Identify all vertices of the feasible region. This can be done mathematically through interpolation or graphically via plotting.
Substitute each vertex into the objective function. This step will give you a corresponding value for every vertex.
The vertex that yields the highest or lowest output, depending on whether it’s a maximization or minimization problem, is the solution.

Note that the vertex method is precise and gives an exact solution when solving linear programming problems.
Understand that this method can be cumbersome and time-consuming if there are a large number of variables or constraints.

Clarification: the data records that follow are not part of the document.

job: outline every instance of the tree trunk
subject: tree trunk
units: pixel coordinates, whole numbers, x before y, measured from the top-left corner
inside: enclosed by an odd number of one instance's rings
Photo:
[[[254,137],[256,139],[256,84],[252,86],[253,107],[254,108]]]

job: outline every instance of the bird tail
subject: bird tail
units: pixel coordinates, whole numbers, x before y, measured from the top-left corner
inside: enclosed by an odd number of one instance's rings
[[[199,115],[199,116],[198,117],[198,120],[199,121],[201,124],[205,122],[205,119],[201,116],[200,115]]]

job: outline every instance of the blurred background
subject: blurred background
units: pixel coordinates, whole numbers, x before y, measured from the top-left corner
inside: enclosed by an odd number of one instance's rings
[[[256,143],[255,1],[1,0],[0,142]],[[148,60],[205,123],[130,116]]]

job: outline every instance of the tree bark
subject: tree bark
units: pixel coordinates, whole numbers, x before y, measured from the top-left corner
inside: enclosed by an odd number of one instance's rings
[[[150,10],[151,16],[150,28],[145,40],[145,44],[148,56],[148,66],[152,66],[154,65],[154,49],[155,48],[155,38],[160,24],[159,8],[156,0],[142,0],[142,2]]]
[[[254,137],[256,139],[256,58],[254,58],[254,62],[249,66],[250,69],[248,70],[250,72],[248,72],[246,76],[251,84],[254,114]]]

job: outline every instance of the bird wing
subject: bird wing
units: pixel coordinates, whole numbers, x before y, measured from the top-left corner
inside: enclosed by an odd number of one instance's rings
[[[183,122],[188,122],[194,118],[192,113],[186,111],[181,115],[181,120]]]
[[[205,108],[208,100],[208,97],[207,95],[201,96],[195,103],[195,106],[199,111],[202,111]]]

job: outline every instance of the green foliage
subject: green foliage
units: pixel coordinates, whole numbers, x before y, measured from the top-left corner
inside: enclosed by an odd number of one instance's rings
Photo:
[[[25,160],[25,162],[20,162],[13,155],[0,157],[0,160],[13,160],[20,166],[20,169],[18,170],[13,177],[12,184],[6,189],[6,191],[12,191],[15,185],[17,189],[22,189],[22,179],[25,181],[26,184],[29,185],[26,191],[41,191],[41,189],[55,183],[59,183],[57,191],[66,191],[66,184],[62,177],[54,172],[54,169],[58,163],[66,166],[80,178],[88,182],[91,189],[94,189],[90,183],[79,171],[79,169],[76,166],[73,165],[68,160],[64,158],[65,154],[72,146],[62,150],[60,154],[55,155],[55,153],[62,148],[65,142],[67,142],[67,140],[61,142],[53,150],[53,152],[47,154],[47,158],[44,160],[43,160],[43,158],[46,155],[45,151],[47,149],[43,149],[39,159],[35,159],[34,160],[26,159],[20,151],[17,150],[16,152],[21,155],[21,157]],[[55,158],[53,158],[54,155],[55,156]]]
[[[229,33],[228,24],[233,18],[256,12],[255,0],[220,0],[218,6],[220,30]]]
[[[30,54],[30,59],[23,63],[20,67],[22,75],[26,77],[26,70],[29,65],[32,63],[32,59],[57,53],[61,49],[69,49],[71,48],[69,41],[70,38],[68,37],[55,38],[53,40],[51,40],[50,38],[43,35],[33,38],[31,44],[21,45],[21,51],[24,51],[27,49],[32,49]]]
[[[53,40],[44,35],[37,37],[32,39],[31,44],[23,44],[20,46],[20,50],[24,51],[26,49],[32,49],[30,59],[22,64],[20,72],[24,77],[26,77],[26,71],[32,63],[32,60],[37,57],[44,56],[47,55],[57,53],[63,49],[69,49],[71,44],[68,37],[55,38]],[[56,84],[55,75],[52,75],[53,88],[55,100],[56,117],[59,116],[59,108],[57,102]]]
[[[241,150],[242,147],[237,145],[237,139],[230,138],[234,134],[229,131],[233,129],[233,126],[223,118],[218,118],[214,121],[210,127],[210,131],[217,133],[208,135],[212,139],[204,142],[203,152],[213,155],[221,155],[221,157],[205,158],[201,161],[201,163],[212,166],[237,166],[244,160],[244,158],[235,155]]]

It might not be practical for real-world problems that have such complexity.
The method also assumes linearity of constraints and objective functions, which are not always realistic in real-world contexts.

Be proficient in applying the vertex method in a wide range of real-world problems, such as maximizing profit, minimizing cost, or optimizing resource allocation.
Demonstrate the ability to interpret the results and draw conclusions based on the solutions obtained using the vertex method.
Understand how to adjust or alter the constraints or the objective function to reflect changes in the real-world scenarios and observe how these changes affect the optimal solution.

Understand the differences and similarities between the vertex method and other techniques like the simplex method or the graphical method.
Note that each of these methods have their own advantages and limitations. Consider these when choosing the most suitable method to solve a given linear programming problem.